The foregoing description of the preferred embodiments of the invention is not intended to be limiting, but rather is intended to cover all modifications, equivalents, alternatives, and improvements that fall within the spirit and scope of the invention.

Claims

1. An automatic recovery method for distributed database data is characterized in that: the database system continuously monitors the process state of the nodes, when the data is damaged due to node faults, the database automatically restores the data through a data automatic restoration method, and the data automatic restoration method comprises the following steps:

2. The method for automatically recovering data from a distributed database according to claim 1, wherein: the T3 table structure recovery includes the following sub-steps:

3. The method for automatically recovering data from a distributed database according to claim 2, wherein: the format of the ddl event log after serialization is head+content, wherein the head comprises a serialization mark, redolog marks and version numbers, and the content comprises Lockinfo, dbtablename, nodeinfo, statement;

Wherein Lockinf is that lock related information contains lock id and lock character string information, dbtablename is database table name information, nodeinfo is that node information contains ip address information of a node, and statement is ddl_sql statement to be executed.
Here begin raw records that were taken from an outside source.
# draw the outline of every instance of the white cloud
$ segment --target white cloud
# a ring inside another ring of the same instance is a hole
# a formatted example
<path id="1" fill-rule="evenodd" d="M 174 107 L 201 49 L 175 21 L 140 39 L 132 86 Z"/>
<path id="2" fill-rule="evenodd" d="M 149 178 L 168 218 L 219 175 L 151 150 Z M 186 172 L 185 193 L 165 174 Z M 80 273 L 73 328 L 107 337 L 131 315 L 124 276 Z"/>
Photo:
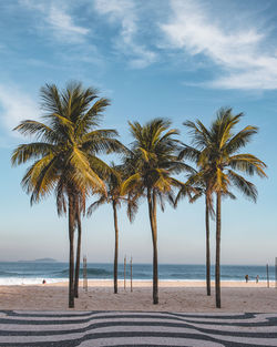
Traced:
<path id="1" fill-rule="evenodd" d="M 38 120 L 39 115 L 38 104 L 30 95 L 17 86 L 0 84 L 0 120 L 6 130 L 12 131 L 21 121 Z"/>
<path id="2" fill-rule="evenodd" d="M 146 45 L 136 42 L 138 17 L 135 2 L 132 0 L 95 0 L 95 10 L 106 16 L 111 23 L 120 24 L 120 33 L 115 43 L 117 51 L 130 58 L 133 68 L 146 68 L 155 62 L 156 53 Z"/>
<path id="3" fill-rule="evenodd" d="M 73 17 L 68 12 L 66 2 L 20 0 L 20 3 L 41 14 L 42 22 L 50 27 L 59 41 L 80 43 L 90 32 L 88 28 L 74 23 Z"/>
<path id="4" fill-rule="evenodd" d="M 238 24 L 239 13 L 227 28 L 199 1 L 172 0 L 171 8 L 170 21 L 160 25 L 168 45 L 193 57 L 203 54 L 224 70 L 211 86 L 277 89 L 277 54 L 264 51 L 265 33 Z"/>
4. The method for automatically recovering data from a distributed database according to claim 1, wherein: the T4 table data recovery includes the steps of:

5. The method for automatically recovering data from a distributed database according to claim 4, wherein: the dml_ fevent _log content includes tableinfo, noddeinfo, datainfo, where tableinfo is a table name of lost data, noddeinfo a node ip of lost data and backup data nodes ip, datainfo are lost data block information.

6. The method for automatically recovering data from a distributed database according to claim 1, wherein: in T2, the table structure operation includes creating a table, modifying a table, deleting a table, creating an index, modifying an index, deleting an index, and the table data operation includes data insertion, data update, data deletion, and data query.

7. The method for automatically recovering data from a distributed database according to claim 4, wherein: in the step A4, the data block is a difference database, and the synchronous writing operation rewrites the difference data into the fault data node so as to improve the data recovery speed.

8. An electronic device comprising a processor and a memory communicatively coupled to the processor for storing processor-executable instructions, characterized in that: the processor is configured to perform a distributed database data auto-recovery method as claimed in any one of claims 1 to 7.

9. A server, characterized by: comprising at least one processor and a memory communicatively coupled to the processor, the memory storing instructions executable by the at least one processor to cause the at least one processor to perform a distributed database data auto-recovery method as claimed in any one of claims 1-7.

10. A computer-readable storage medium storing a computer program, characterized in that: the computer program, when executed by a processor, implements a distributed database data automatic restoration method as claimed in any one of claims 1-7.